# How Do I Get Tips from Uber Eats Deliveries



## Stevo2742 (Nov 29, 2018)

What is the best way to get tips? People don't seem to feel they need to TIP?


----------



## Uber's Guber (Oct 22, 2017)

Stevo2742 said:


> What is the best way to get tips?


Get a job as a waitress or bartender.


----------



## Merc7186 (Jul 8, 2017)

The best tip I can give you is to NOT do UberEats


----------



## NorCalPhil (Aug 19, 2016)

For every order you pick up and have to cancel, list it on the real-time auction site for food you built in your spare time and sell the orders to local folks for 20 cents on the dollar. Record all proceeds as Tips.
You're welcome.


----------



## UberBeemer (Oct 23, 2015)

Just be nice. People will tip or not.


----------



## 911 Guy (Feb 8, 2018)

UberBeemer said:


> Just be nice. People will tip or not.


^ This.


----------



## Bear1976 (Nov 27, 2018)

Stevo2742 said:


> What is the best way to get tips? People don't seem to feel they need to TIP?


You don't. 99.9% of the people that use these services are the most self entitled people walking the planet. The best tip is to let the lazy people go and get there own food that they ordered.


----------



## UberBeemer (Oct 23, 2015)

Most fast food customers don't tip, but some do. I get more tips when i deliver from the mom and pop places, or the local IHOP.


----------



## steveK2016 (Jul 31, 2016)

Say this... "Heres your food. I didnt spit in it but I have a good memory..."... With your arms outstretched, hands open and palms up.


----------



## NorCalPhil (Aug 19, 2016)

UberBeemer said:


> Most fast food customers don't tip, but some do. I get more tips when i deliver from the mom and pop places, or the local IHOP.


I can say I don't know anyone who would order pancakes for delivery. When I try to picture what that person looks like, I draw a complete blank.


----------



## vtcomics (Oct 9, 2018)

Stevo2742 said:


> What is the best way to get tips? People don't seem to feel they need to TIP?


ROFFLMFAO!


----------



## UberBeemer (Oct 23, 2015)

NorCalPhil said:


> I can say I don't know anyone who would order pancakes for delivery. When I try to picture what that person looks like, I draw a complete blank.


I know. One order was a 10 mile drive too. Though one was only a block.

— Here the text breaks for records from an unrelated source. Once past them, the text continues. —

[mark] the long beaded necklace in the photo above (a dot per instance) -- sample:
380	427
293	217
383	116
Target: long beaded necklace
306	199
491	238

But they sell a lot of other food.


----------



## Stevo2742 (Nov 29, 2018)

UberBeemer said:


> Just be nice. People will tip or not.


Thank you, So far being nice has netted me 30 present Tip rate at best.


----------



## UberBeemer (Oct 23, 2015)

Nature of the beast.


----------



## Uberfunitis (Oct 21, 2016)

A good start is to actually bring the food up to the door as the app indicates to the customer should be done, and they have come to expect with every other delivery services.


----------